Written by attorney Todd Eric Gallinger

Involuntary Dissolution of California Corporations, Limited Partnerships and LLCs

Involuntary dissolution is the choice of last resort for aggrieved investors and business owners. It is an extreme judicial remedy which comes about by a lawsuit from an investor, almost always a minority owner, who feels that they are being locked out of the business or otherwise treated unlawfully. Involuntary dissolution is not a preferred outcome, because it very rarely leads to any of the business owners getting a fair value for their investments. However, it is sometimes the only choice to those deprived investors.

The dissolution of a California corporation can only be initiated by a lawsuit brought by half of the directors or shareholders holding at least one-third of the issued shares. If these people bring a lawsuit, they must show that the company has either been abandoned, that the board is deadlocked and unable to make decisions necessary to run the business, that the shareholders are deadlocked and unable to reach necessary decisions, that the company and its investors have been the victims of fraud, mismanagement or abuse by the company’s managers, that the term for the corporation set forth in the Articles of Incorporation has expired, or, in a corporation of thirty-five (35) or fewer shareholders, that liquidation is necessary to protect the rights of the complaining shareholder.

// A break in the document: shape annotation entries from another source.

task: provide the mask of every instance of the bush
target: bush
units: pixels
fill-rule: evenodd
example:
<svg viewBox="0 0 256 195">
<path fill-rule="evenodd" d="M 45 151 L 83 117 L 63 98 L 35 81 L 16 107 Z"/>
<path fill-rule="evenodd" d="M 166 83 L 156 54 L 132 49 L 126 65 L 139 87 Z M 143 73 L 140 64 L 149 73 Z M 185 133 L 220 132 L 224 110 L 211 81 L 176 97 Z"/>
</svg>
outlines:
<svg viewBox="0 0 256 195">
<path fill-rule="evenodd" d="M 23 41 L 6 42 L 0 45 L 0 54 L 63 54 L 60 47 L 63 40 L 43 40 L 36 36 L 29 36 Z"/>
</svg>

A California limited partnership is a type of entity wherein a general partner, which runs the business, takes individual liability for the conduct of the company. Limited partners, who play no role in running the business, are protected from liability, like shareholders in a corporation. Although this is sometimes the best form under which to conduct business, most often used in real estate investments, it can lead to the general partner exercising their authority for their own benefit, rather for the benefit of all partners.

Under California law, any partner in a California limited partnership may bring a case for judicial dissolution. That individual partner must show that it is not practical to carry on the activities of the business in conformance with the partnership agreement. This means that the general partner must be exercising their powers in an unfair manner, and refusing to do otherwise, and that the limited partners have not been able to remove the general partner and/or that the business contemplated by the partnership agreement is impossible or illegal to currently conduct.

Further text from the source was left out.